Mantra
Image from Pinterest |
Malam ini kita
menyamar menjadi sepasang kekasih. Aku berbaring dalam pelukanmu sambil
berceloteh tak putus-putus tentang Night Fury yang terbang menuju matahari
tenggelam.
“Dia tak pernah
sampai. Karena dia cepat dan bumi bulat. Matahari tak pernah jadi tenggelam.”
“Senja terus di sana?”
“Tidak. Sudah malam di
sana. Tapi Night Fury sudah tidak di sana lagi. Dia kan terbang mengejar
matahari. Kau tahu kan, matahari hanya bisa tenggelam kalau kita duduk diam.”
Lalu kau ganti
bercerita tentang perjalanan menapaki cahaya untuk menemukan tulang ikan.
“Cerita macam apa
itu?” aku tertawa serak. Lalu kau menciumku gemas.
“Aku mulai kesetanan.
Sejak sore tadi aku membaca mantra pemanggil setanku dan sekarang aku kesurupan
kamu.”
“Hah?”
“Kamu keberatan?”
“Apa?”
“Kalau aku memujamu?”
“Tentu saja tidak. Itu
kan kegilaanmu sendiri. Terserah saja. Kita tidak bisa meminta seseorang untuk
mencintai kita. Kita juga tidak bisa meminta seseorang untuk berhenti memuja
kita,” kataku. Masih memikirkan apa yang dilakukan tulang ikan di tumpukan
cahaya.
“Aku mencintaimu meski
kau tidak,” katamu.
“Jangan ngomong cinta,
ah.
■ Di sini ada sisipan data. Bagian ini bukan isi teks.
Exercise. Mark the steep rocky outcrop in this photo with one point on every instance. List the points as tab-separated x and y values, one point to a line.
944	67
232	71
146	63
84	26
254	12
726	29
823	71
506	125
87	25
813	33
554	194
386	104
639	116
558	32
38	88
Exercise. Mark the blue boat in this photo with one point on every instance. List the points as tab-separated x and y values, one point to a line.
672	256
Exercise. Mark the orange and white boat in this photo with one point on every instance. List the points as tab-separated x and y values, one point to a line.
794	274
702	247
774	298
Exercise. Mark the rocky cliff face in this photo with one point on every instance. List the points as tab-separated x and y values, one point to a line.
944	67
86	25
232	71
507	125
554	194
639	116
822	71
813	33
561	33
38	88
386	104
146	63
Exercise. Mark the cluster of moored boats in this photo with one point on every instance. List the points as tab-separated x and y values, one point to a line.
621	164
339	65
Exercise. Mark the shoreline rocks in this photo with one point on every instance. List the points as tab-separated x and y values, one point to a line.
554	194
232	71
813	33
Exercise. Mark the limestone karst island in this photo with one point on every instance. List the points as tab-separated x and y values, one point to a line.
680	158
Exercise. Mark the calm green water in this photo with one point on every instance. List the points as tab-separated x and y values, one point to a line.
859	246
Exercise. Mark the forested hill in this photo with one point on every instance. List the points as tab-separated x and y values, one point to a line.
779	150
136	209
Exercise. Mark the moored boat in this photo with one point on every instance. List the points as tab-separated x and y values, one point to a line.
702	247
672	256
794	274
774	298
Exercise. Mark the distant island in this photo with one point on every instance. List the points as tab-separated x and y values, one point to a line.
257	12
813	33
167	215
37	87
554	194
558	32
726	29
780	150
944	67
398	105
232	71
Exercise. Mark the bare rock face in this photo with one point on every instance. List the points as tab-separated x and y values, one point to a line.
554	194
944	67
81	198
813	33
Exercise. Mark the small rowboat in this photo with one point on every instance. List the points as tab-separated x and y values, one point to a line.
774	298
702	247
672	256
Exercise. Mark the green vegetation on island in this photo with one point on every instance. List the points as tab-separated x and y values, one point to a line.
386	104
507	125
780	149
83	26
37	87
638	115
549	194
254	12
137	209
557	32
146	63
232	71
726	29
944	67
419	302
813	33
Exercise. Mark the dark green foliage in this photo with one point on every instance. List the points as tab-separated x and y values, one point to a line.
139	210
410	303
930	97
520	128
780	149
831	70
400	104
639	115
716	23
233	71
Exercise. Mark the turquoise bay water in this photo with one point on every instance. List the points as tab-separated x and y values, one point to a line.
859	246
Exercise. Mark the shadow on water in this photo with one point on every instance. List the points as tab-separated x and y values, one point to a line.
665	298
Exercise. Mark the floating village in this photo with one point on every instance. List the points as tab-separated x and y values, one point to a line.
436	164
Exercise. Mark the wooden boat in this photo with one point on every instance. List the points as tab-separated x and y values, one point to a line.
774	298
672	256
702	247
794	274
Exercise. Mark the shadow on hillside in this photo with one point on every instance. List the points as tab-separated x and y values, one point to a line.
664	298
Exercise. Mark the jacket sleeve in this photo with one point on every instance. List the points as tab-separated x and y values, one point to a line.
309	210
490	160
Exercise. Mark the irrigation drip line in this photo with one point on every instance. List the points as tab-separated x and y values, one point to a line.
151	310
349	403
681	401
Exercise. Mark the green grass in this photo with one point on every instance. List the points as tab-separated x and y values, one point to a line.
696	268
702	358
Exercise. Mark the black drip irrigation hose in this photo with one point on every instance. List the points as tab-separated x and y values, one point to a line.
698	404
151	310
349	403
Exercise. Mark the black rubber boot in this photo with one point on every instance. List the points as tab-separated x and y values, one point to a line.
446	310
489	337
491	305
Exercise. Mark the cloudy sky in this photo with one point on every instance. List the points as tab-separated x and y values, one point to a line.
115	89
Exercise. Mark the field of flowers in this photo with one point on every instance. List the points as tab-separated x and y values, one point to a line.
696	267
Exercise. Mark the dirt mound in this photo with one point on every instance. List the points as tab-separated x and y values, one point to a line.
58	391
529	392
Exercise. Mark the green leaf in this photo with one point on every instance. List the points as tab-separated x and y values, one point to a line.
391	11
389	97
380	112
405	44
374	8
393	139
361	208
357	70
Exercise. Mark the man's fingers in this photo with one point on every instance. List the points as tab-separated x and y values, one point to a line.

Aku trauma.”
“Terserah lah. Aku
bisa ngomong gini juga gara-gara kamu.”
Aku hanya menggerakkan
bahu. Berharap kau bicara tentang tulang ikan lagi saja. Sudah sampai mana
tadi? Ah iya, menapaki cahaya yang semakin tinggi semakin ciut kan?
“Aku senang kau
pulang,” katamu lagi. Aku menarik nafas sebentar lalu menghembuskannya agak
lama.
“Kau pernah bilang
padaku kalau sejak sembilan tahun lalu kau mulai menulis dan rasanya seperti
bicara dengan diri sindiri sampai kau bertemu denganku. Aku juga merasa begitu.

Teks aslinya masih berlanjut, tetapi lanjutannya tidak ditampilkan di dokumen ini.